Pemerintah merilis PP No. 61/2020 tentang Kelompok Barang Kena Pajak yang Tergolong Mewah yang Dikenakan Pajak Penjualan atas Barang Mewah.
Aturan tersebut merupakan pengganti PP No. 145/2000 tentang Kelompok Barang Kena Pajak yang Tergolong Mewah yang Dikenakan Pajak Penjualan atas Barang Mewah. Revisi ini dilakukan mengikuti perkembangan ekonomi, di mana sebagian barang kena pajak yang dulunya tergolong mewah, tidak lagi dikonsumsi oleh masyarakat tertentu pada saat ini.
“Oleh karena itu, terdapat kelompok barang kena pajak yang tergolong mewah yang sudah tidak relevan dengan kondisi ekonomi masyarakat saat ini sehingga perlu dilakukan penyesuaian,” tulis PP No. 61/2020 yang dikutip Bisnis, Minggu (8/11).
Dalam beleid terbaru, pemerintah tidak lagi mengutip 10% untuk barang tergolong mewah selain kendaraan bermotor. Adapun tarif sebesar 20% hanya dikenakan untuk hunian mewah seperti rumah mewah, apartemen, kondominium, townhouse, dan sejenisnya.
Pada PP No. 61/2020 pemerintah juga mengenakan pajak sebesar 40% hanya untuk kelompok balon udara dan balon udara yang dapat dikemudikan serta pesawat udara lainnya tanpa tenaga penggerak.
Lalu kelompok peluru senjata api dan senjata api lainnya kecuali untuk keperluan negara. Tarif 50% dikenakan untuk kelompok pesawat udara selain yang disebut sebelumnya kecuali untuk keperluan negara atau angkutan udara niaga.

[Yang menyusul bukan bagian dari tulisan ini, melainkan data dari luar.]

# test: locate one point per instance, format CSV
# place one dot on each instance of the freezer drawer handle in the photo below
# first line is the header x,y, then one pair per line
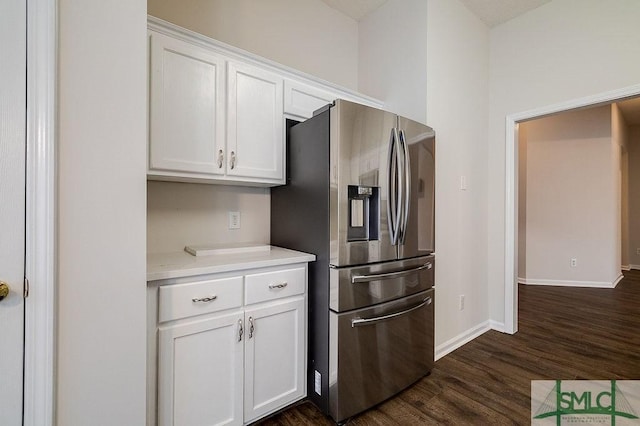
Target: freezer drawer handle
x,y
281,285
205,299
389,275
368,321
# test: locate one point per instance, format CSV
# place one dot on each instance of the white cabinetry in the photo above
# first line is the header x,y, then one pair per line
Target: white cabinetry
x,y
274,357
231,348
200,364
212,118
186,107
216,113
255,132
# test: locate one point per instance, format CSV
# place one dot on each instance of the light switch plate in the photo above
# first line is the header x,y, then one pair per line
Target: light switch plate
x,y
234,220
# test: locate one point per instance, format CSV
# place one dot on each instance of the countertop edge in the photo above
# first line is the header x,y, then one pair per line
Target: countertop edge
x,y
192,267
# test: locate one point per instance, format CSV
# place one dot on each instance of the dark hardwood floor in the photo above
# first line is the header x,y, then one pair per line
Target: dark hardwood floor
x,y
564,333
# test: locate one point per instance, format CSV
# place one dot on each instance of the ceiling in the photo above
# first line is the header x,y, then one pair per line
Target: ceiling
x,y
491,12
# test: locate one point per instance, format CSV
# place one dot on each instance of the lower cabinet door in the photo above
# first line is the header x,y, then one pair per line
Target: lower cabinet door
x,y
200,371
275,360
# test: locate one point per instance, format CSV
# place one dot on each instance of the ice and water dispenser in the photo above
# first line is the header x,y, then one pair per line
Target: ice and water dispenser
x,y
364,213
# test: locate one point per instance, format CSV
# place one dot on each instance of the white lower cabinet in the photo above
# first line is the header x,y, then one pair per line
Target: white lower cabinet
x,y
230,349
274,357
200,365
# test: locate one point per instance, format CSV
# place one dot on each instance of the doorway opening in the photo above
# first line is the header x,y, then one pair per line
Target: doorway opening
x,y
511,186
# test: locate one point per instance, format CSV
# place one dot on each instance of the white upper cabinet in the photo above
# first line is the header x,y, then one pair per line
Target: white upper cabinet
x,y
186,107
255,124
217,113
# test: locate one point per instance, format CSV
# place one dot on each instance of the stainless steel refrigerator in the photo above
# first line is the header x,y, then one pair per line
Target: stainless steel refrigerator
x,y
360,196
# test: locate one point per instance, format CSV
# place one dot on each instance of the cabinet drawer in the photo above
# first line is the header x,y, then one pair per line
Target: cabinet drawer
x,y
274,285
196,298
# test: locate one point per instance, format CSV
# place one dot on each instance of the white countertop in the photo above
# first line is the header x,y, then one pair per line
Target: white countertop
x,y
182,264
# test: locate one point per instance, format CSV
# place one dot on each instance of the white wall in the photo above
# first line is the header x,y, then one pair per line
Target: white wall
x,y
634,196
307,35
564,50
180,214
392,57
572,199
101,319
457,99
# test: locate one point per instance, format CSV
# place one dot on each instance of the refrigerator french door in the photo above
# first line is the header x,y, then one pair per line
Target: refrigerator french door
x,y
360,196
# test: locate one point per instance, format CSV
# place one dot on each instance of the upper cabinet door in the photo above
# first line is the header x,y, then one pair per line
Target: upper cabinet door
x,y
186,129
255,123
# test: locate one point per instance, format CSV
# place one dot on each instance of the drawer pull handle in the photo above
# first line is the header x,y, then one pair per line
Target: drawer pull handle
x,y
281,285
204,299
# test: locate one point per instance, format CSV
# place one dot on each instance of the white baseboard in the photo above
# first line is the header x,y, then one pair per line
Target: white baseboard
x,y
568,283
497,326
462,338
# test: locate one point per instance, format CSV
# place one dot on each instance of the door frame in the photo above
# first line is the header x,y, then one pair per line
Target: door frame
x,y
40,220
511,187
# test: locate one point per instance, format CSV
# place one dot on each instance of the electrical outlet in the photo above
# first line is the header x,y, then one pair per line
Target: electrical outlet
x,y
234,220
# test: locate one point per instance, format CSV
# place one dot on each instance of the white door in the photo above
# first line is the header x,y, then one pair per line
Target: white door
x,y
12,204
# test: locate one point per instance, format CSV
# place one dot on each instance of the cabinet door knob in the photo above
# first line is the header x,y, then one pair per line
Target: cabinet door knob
x,y
240,330
4,290
220,159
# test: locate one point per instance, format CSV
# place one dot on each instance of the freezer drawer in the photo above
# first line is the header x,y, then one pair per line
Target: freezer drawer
x,y
361,286
378,351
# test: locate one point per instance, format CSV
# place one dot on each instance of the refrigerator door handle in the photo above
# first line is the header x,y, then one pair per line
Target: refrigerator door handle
x,y
356,322
407,188
389,275
393,173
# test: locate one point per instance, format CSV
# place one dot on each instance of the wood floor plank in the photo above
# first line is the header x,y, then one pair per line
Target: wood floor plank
x,y
564,333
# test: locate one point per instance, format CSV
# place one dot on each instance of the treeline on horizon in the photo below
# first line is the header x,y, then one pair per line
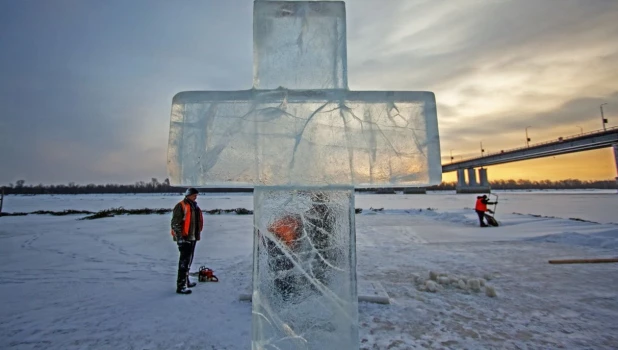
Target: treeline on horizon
x,y
154,186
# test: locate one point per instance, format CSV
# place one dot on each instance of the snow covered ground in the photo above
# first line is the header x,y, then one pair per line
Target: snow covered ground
x,y
109,283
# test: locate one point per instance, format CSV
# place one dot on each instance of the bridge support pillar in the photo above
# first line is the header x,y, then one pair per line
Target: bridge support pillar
x,y
472,177
461,178
472,186
483,181
615,146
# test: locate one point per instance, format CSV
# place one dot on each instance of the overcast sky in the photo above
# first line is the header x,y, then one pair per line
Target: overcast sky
x,y
86,86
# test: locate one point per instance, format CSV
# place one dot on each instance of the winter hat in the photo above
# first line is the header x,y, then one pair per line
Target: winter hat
x,y
190,191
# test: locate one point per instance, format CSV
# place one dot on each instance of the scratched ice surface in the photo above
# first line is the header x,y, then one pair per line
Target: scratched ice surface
x,y
304,142
304,272
304,137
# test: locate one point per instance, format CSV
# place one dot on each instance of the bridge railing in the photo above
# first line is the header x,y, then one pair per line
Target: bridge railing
x,y
560,139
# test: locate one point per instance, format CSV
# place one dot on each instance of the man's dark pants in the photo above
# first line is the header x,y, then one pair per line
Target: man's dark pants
x,y
186,249
481,215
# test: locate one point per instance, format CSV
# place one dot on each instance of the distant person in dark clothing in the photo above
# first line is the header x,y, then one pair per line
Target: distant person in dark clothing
x,y
481,208
187,225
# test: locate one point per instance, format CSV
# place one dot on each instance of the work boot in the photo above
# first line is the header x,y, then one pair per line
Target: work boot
x,y
183,290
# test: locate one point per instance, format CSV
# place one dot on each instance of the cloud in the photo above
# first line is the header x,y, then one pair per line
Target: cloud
x,y
87,86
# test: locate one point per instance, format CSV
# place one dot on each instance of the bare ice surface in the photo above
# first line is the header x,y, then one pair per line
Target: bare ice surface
x,y
304,270
109,284
299,45
305,138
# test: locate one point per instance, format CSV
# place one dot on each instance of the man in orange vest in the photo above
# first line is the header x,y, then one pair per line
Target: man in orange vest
x,y
481,208
187,225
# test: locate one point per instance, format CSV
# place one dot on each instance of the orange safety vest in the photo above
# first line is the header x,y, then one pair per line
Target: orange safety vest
x,y
286,229
186,208
480,206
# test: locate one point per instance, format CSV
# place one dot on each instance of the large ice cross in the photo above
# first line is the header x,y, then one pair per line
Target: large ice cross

Lalu senjata api dan senjata api lainnya, kecuali untuk keperluan negara. Terakhir pajak 75% untuk kapal pesiar mewah berupa kapal pesiar, kapal ekskursi, dan kendaraan air semacamnya terutama dirancang untuk pengangkutan orang, kapal feri dari semua jenis, kecuali untuk kepentingan negara atau angkutan umum.
Selain itu juga yacht kecuali untuk kepentingan negara, angkutan umum, atau usaha pariwisata. Pemerintah mengesampingkan pajak untuk yacht untuk mendorong industri pariwisata bahari, karena moda transportasi itu dianggap potensial untuk jangka panjang.
“Berkembangnya industri pariwisata bahari diharapkan akan mendorong tumbuhnya sektor lain terkait dan meningkatkan potensi penerimaan negara,” tulis PP No. 61/2020.